The city and photo desks at the Chicago Tribune are shown Thursday, March 29, 2007, in Chicago. Tribune Co. has accepted a buyout offer from real estate investor Sam Zell in a deal valued at about $8.2 billion and plans to sell the Chicago Cubs at the end of this season, the media company said Monday, April 2, 2007.

CHICAGO (AP) - Tribune Co. has accepted a buyout offer from real estate investor Sam Zell in a deal valued at about $8.2 billion and plans to sell the Chicago Cubs at the end of this season, the media company said Monday.

The owner of the Chicago Tribune, Los Angeles Times, and various other newspapers and TV stations spent six months soliciting bids and reviewing offers.

Tribune had set a self-imposed March 31 deadline to announce a spin-off, buyout or reorganization.

In addition to the Zell bid, the Tribune considered a competing offer from Los Angeles billionaires Eli Broad and Ron Burkle.

The company has been under pressure from key shareholders to boost its stock price and, along with others in the newspaper industry, has been losing readers and advertisers to the Internet.
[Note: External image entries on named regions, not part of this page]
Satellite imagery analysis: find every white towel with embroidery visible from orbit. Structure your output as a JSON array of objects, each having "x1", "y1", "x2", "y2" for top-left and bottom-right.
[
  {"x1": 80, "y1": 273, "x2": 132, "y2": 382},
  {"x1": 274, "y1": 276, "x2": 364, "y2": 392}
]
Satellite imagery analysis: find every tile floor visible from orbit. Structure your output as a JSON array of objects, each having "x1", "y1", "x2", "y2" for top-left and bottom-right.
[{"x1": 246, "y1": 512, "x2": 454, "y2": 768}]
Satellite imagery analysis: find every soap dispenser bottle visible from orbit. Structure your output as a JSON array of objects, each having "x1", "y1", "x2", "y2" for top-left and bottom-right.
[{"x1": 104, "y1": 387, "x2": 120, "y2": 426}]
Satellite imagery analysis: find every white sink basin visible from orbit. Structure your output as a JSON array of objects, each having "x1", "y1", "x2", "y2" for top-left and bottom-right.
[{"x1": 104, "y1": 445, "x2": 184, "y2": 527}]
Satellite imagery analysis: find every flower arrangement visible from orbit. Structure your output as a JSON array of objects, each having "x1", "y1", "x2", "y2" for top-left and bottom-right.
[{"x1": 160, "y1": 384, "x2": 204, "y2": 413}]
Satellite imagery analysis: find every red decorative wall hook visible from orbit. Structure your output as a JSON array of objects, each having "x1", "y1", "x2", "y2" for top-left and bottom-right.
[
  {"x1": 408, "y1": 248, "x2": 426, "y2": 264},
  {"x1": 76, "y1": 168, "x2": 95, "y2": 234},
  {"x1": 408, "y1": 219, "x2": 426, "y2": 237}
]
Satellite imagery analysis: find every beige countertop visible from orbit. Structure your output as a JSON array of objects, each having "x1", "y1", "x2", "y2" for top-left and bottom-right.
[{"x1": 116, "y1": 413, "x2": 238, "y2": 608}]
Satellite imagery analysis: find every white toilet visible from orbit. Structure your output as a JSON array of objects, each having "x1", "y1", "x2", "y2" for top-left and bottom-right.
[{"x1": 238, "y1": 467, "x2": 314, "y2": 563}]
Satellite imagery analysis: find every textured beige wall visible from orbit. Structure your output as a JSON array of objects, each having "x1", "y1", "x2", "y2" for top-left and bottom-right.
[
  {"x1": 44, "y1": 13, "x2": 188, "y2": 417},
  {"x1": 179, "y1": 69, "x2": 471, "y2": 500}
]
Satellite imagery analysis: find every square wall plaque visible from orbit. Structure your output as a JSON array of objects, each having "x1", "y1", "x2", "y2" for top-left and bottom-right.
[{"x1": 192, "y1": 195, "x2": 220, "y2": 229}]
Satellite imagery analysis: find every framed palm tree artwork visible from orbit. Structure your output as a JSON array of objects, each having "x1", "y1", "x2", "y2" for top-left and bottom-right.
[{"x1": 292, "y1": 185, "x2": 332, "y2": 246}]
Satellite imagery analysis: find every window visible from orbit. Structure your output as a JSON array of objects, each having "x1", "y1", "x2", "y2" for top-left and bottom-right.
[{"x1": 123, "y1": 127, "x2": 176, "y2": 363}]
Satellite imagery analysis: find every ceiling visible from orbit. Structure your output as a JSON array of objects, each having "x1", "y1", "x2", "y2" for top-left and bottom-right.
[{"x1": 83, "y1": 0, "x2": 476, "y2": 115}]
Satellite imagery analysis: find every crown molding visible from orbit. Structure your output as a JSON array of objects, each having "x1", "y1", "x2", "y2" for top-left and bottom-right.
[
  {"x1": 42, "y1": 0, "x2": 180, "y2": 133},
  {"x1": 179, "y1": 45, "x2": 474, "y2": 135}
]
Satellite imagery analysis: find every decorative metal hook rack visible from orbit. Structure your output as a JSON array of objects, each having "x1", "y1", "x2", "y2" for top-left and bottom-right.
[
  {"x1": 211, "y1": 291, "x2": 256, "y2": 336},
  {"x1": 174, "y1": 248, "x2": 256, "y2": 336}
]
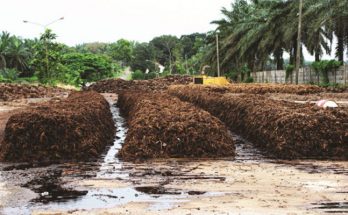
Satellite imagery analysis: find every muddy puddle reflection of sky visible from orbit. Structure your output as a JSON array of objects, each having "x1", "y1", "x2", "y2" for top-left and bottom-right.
[{"x1": 0, "y1": 103, "x2": 348, "y2": 214}]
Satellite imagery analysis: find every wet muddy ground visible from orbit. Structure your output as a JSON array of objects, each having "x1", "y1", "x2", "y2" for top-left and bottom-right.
[{"x1": 0, "y1": 95, "x2": 348, "y2": 214}]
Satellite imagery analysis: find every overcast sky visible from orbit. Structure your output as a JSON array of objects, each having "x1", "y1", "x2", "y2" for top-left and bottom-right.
[
  {"x1": 0, "y1": 0, "x2": 232, "y2": 45},
  {"x1": 0, "y1": 0, "x2": 342, "y2": 60}
]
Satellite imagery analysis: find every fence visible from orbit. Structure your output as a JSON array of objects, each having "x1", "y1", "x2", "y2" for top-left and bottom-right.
[{"x1": 251, "y1": 65, "x2": 348, "y2": 85}]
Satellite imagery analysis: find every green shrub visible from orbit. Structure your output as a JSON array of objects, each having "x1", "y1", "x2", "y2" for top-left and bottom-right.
[
  {"x1": 132, "y1": 70, "x2": 145, "y2": 80},
  {"x1": 0, "y1": 68, "x2": 18, "y2": 81},
  {"x1": 244, "y1": 76, "x2": 254, "y2": 83},
  {"x1": 225, "y1": 70, "x2": 238, "y2": 81},
  {"x1": 145, "y1": 72, "x2": 156, "y2": 80},
  {"x1": 285, "y1": 64, "x2": 295, "y2": 81},
  {"x1": 312, "y1": 60, "x2": 341, "y2": 86}
]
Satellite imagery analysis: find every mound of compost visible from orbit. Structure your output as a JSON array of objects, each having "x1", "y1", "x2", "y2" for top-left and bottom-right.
[
  {"x1": 118, "y1": 92, "x2": 235, "y2": 160},
  {"x1": 86, "y1": 75, "x2": 193, "y2": 93},
  {"x1": 227, "y1": 83, "x2": 326, "y2": 95},
  {"x1": 0, "y1": 91, "x2": 115, "y2": 162},
  {"x1": 0, "y1": 84, "x2": 69, "y2": 101},
  {"x1": 169, "y1": 86, "x2": 348, "y2": 159}
]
Tribune is the nation's second biggest newspaper publisher after Gannett Co.

Tribune said Zell plans to invest $315 million in the deal and will eventually become chairman of the Chicago-based company's board when the buyout is complete sometime in the fourth quarter.

The buyout will be conducted as a two-part deal, the company said. The first stage, expected to be completed in the second quarter, will involve a cash tender offer of $34 per share for 126 million shares, more than half of the outstanding Tribune shares. The remaining shares will be purchased later at the same $34 per share price.

Broad and Burkle also had offered $34-per-share, and the company's board reportedly spent much of the weekend sifting through the two offers.

Tribune has about 240 million shares outstanding, according to a regulatory filing.

"The strategic review process was rigorous and thorough," William Osborn, a Tribune director who led the review process, said in a statement. "We determined that this course of action provides the greatest certainty for achieving the highest value for all shareholders and is in the best interest of investors and employees."